Over the weekend, Brown realized she didn’t want the message to be simply be to “stay away” from that Sonic “forever.” She wanted it to have greater meaning, a teachable moment.
She heard from Winston & Strawn lawyer Geoff Harper’s daughter, who was there the night before with one one of the other groups. She confirmed that the Sonic worker’s threats of calling police were directed only at Evan’s group. Upset, she had left shortly after and told her parents about what happened.
After Brown told the story to close friends, they helped her find the appropriate contact for Sonic. Brown and Purdy got in touch with two regional managers, both mothers themselves, and they told them their children’s story.
Purdy said the Sonic officials apologized and expressed that the events shouldn’t have happened.

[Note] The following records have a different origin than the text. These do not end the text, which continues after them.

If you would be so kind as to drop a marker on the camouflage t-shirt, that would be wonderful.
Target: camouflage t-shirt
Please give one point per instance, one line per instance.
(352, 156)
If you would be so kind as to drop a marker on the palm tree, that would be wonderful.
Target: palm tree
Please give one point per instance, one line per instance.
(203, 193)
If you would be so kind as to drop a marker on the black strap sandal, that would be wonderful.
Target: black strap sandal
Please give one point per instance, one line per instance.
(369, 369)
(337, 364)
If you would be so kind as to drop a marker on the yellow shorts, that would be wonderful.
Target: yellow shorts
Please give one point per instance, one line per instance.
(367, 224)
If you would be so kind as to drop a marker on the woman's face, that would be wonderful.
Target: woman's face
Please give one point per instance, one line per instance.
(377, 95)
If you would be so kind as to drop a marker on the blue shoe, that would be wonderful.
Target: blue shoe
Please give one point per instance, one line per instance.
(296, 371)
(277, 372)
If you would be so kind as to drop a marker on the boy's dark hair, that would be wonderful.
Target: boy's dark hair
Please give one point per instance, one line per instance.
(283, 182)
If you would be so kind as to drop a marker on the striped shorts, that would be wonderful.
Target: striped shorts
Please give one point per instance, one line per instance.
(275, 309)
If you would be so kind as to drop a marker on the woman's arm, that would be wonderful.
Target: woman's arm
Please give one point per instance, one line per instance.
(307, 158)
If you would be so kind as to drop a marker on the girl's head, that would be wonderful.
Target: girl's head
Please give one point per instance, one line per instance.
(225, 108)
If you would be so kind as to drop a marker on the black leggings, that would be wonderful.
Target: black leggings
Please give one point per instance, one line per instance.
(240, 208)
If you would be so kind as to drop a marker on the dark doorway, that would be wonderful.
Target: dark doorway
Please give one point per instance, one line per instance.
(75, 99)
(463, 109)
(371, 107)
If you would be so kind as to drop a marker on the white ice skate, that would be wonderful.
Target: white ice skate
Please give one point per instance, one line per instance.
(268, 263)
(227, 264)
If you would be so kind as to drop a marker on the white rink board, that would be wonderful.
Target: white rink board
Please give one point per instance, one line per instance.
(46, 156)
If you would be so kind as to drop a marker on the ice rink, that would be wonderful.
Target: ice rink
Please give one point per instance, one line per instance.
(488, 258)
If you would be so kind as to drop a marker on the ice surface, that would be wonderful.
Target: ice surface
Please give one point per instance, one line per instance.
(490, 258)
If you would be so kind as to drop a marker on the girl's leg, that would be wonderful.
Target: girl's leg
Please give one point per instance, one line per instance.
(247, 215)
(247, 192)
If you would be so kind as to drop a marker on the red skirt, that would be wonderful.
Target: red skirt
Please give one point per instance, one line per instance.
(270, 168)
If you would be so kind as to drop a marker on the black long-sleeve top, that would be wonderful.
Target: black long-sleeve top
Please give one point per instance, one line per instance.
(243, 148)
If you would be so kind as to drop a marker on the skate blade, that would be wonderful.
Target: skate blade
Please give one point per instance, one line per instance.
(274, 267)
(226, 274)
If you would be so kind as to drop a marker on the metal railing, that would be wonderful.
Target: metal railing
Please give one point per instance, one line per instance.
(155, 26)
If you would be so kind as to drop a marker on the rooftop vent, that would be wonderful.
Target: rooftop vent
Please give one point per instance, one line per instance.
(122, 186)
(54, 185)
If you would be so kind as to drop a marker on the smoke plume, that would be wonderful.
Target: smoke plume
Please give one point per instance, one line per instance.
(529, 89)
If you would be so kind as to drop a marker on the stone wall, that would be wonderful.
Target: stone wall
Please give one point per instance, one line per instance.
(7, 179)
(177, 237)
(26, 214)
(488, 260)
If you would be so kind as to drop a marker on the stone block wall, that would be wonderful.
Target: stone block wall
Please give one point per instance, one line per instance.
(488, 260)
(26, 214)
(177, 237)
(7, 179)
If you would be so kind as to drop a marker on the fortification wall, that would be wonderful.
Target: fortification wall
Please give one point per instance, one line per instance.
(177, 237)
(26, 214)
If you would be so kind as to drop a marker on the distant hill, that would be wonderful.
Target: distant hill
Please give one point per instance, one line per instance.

“While I appreciate that, it did not happen to me,” Purdy said. “The apology is owed to the children.”
Sonic, Purdy and Brown arranged a meeting Thursday at the restaurant with the full group of parents and their children, where Sonic representatives will be given the opportunity to hear from the teens directly, apologize and openly discuss how they can be better going forward.
The parents created an online petition Wednesday to demonstrate to their children — and Sonic — that their community stands with them. Although they had originally aimed to collect just 500 signatures, they increased their goal to 5,000 as the signature total entered four digits on the eve of their meeting.
“My hope is that [Sonic] will implement change throughout their organization,” Grinnell said. “What I would say if I were advising them is I would like for us to take a look at the policies and procedures and ensure they’ve implemented anti-discrimination policies companywide. I would ask that they would have a no tolerance outlook so that if and when their employees do not follow the anti-discrimination policies, those employees will receive discipline up to including termination.
If Sonic leaderships commits to any suggestions for addressing racial issues provided by the families at Thursday’s meeting, it could present an opportunity for more widespread corporate reform beyond the popular drive-in chain. Sonic’s parent, Inspire Brands, has a portfolio of more than 11,1100 restaurants, 1,400 franchisees and 325,000 employees in 16 countries. In addition to Sonic, Inspire Brands’ restaurants include Arby’s, Buffalo Wild Wings, Rusty Taco and Jimmy John’s.
“They have the ability to truly use this and make a difference,” Grinnell said.
As much pain as last weekend’s events have caused, the parents are pleased that it has led to a teaching moment. But they shudder over the possibility that it could have turned out much worse.
“Thank God this was not a tragic situation,” Brown said. “It was an educational situation that raised awareness, but thank God nothing really happened.”